CNNWithGeneralReLUAndBatchNorm
CNNWithGeneralReLUAndBatchNorm (gr=<class '__main__.GeneralReLU'>)
Six layer convolutional neural network with GeneralRelU
leak = 0.1
model = CNNWithGeneralReLUAndBatchNorm(gr=partial(GeneralReLU, leak=leak))
model.apply(partial(init_leaky_weights, leak=leak))
stats = StoreModuleStatsCB(mods=model.layers)
cbs = [
MetricsCB(MulticlassAccuracy(num_classes=10)),
DeviceCB(),
ProgressCB(plot=True),
NormalizeBatchCB(),
MomentumCB(),
stats,
]
learn = TrainLearner(
model,
dls,
F.cross_entropy,
lr=0.25,
cbs=cbs,
)
learn.fit(2)| MulticlassAccuracy | loss | epoch | train |
|---|---|---|---|
| 0.702 | 0.845 | 0 | train |
| 0.769 | 0.666 | 0 | eval |
| 0.817 | 0.503 | 1 | train |
| 0.806 | 0.556 | 1 | eval |

Just a tiny bit better, but that looks very smooth.

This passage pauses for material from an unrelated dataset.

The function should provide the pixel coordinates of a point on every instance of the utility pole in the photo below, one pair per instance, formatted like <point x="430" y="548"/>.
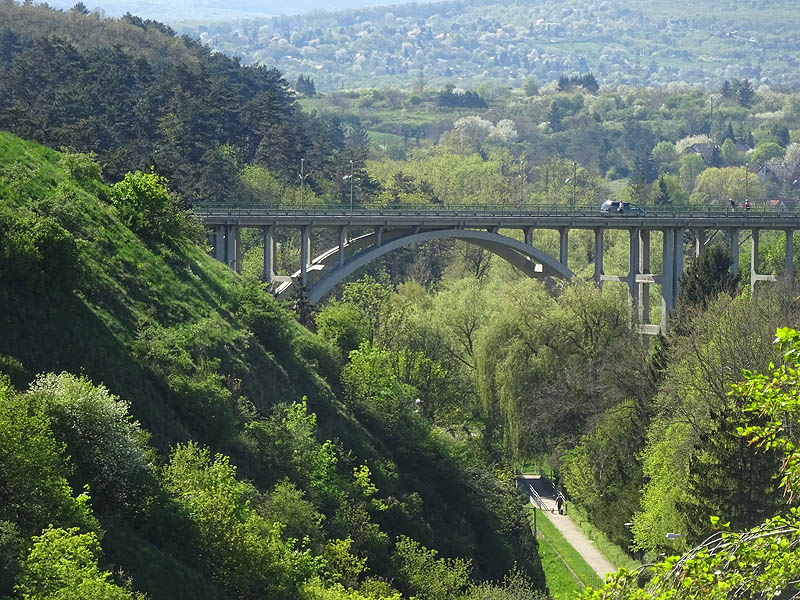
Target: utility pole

Let’s see if we can increase the learning rate.
model = CNNWithGeneralReLUAndBatchNorm(gr=partial(GeneralReLU, leak=leak))
model.apply(partial(init_leaky_weights, leak=leak))
learn = TrainLearner(
model,
dls,
F.cross_entropy,
lr=0.4,
cbs=cbs,
)
learn.fit(2)| MulticlassAccuracy | loss | epoch | train |
|---|---|---|---|
| 0.419 | 1.934 | 0 | train |
| 0.172 | 193.459 | 0 | eval |
| 0.399 | 2.227 | 1 | train |
| 0.100 | 2.383 | 1 | eval |

Nope…
Towards 90%
Let’s try a few different things:
- Lower batch size
- Decrease learning rate (smaller batch sizes neccesitate lower learning rates)
- Train for longer
- Finetune with an even lower learning rate
model = CNNWithGeneralReLUAndBatchNorm(gr=partial(GeneralReLU, leak=leak))
model.apply(partial(init_leaky_weights, leak=leak))
learn = TrainLearner(
model,
fashion_mnist(256),
F.cross_entropy,
lr=0.2,
cbs=cbs,
)
learn.fit(3)| MulticlassAccuracy | loss | epoch | train |
|---|---|---|---|
| 0.817 | 0.504 | 0 | train |
| 0.848 | 0.426 | 0 | eval |
| 0.870 | 0.356 | 1 | train |
| 0.862 | 0.385 | 1 | eval |
| 0.883 | 0.319 | 2 | train |
| 0.870 | 0.362 | 2 | eval |

learn = TrainLearner(
model,
fashion_mnist(256),
F.cross_entropy,
lr=0.05,
cbs=cbs,
)
learn.fit(2)| MulticlassAccuracy | loss | epoch | train |
|---|---|---|---|
| 0.900 | 0.276 | 0 | train |
| 0.882 | 0.328 | 0 | eval |
| 0.903 | 0.267 | 1 | train |
| 0.886 | 0.324 | 1 | eval |

88%! So close. We’ll get there in the next notebook.